Cela fait des mois que la rumeur enfle dans les couloirs de la tech et passionne les amateurs de l'écosystème Google. Nous attendions avec impatience notre premier véritable aperçu d'Android fonctionnant nativement sur un PC, dans le cadre de la future plateforme hybride du géant américain connue sous le nom de code "Aluminium OS". Cette attente vient de prendre fin de manière spectaculaire, non pas par une annonce officielle grandiloquente, mais grâce à une erreur interne. Nous pouvons enfin voir le système en action et c’est à Google lui-même que nous devons cette fuite inattendue.
L'incident a débuté lorsqu'un rapport de bug, à première vue anodin, a été publié sur le "Google Issue Tracker". Repéré par les experts de 9to5Google, ce rapport concernait au départ un problème technique lié aux onglets de navigation privée dans Chrome. Le document contenait pourtant bien plus que de simples lignes de code. Il incluait deux enregistrements d'écran capturés directement depuis un appareil exécutant ce fameux Aluminium OS. Bien que Google ait rapidement réagi en restreignant l'accès au rapport, la rapidité d'Internet l'a emporté et les vidéos ont été sécurisées avant leur suppression. Ces séquences confirment non seulement l'existence du projet, mais révèlent également que le logiciel porte la mention "ALOS", l'acronyme désormais confirmé pour Aluminium OS.
Les détails techniques extraits de cette fuite sont particulièrement riches. Les métadonnées indiquent que les enregistrements proviennent d'un Chromebook HP Elite Dragonfly de 13,5 pouces, portant le nom de code interne "Brya(Redrix)" et équipé d'un processeur Intel Core de 12e génération. Le numéro de build affiché, ZL1A.260119.001.A1, associe explicitement ce système à Android 16. Il n'est pas surprenant de constater que Google utilise du matériel Chromebook existant pour développer et tester cette nouvelle expérience, transformant des machines actuelles en laboratoires pour le futur de l'informatique mobile de bureau.

Visuellement, ce que nous découvrons d'Aluminium OS ressemble exactement à la fusion que beaucoup espéraient, un mariage pragmatique entre la fluidité d'Android et la structure de bureau de ChromeOS. L'interface s'éloigne de l'expérience tablette classique pour offrir quelque chose de plus robuste. La barre d'état, située en haut de l'écran, est plus haute et clairement optimisée pour les grands affichages.
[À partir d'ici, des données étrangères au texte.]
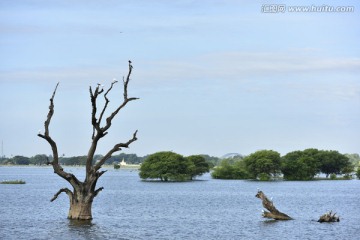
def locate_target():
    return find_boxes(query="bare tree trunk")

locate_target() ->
[255,190,292,220]
[38,61,138,220]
Elle présente l'heure avec les secondes, suivie de la date, et sur la droite, on retrouve les icônes familières d'Android 16 pour la batterie, le Wi-Fi, ainsi qu'une cloche de notification et l'icône de l'assistant Gemini. Détail intéressant, la présence d'un indicateur de langue "EN", suggérant une gestion clavier plus poussée, typique des environnements de bureau.
La partie inférieure de l'écran révèle une barre des tâches qui conserve l'ADN de ChromeOS tout en intégrant des codes modernes. Le changement le plus notable est le déplacement du bouton de démarrage vers le centre, une esthétique qui rappelle les tendances actuelles d'Android et d'autres systèmes d'exploitation de premier plan. Le curseur de la souris a également subi une légère modification visuelle, arborant désormais une petite queue, ce qui le distingue des versions précédentes. L'expérience utilisateur semble fluide, intégrant des fonctionnalités de multitâche en écran partagé qui sont essentielles pour tout usage productif sur un ordinateur portable.
L'un des aspects les plus prometteurs révélés par cette fuite concerne le navigateur lui-même. L'interface de Google Chrome présentée s'aligne en grande partie sur la version Android pour grands écrans, mais avec une différence capitale avec la présence du bouton des extensions. Jusqu'à présent réservées à la version bureau classique du navigateur, leur arrivée sur cette version Android hybride pourrait changer la donne pour la productivité. Quant à la gestion des fenêtres, elle reste fidèle aux habitudes des utilisateurs de bureau, avec les boutons de réduction, de plein écran et de fermeture situés en haut à droite, comme sur ChromeOS. Cette fuite valide les propos de Sameer Samat, responsable d'Android et nous laisse impatients de découvrir la présentation officielle de cette convergence historique.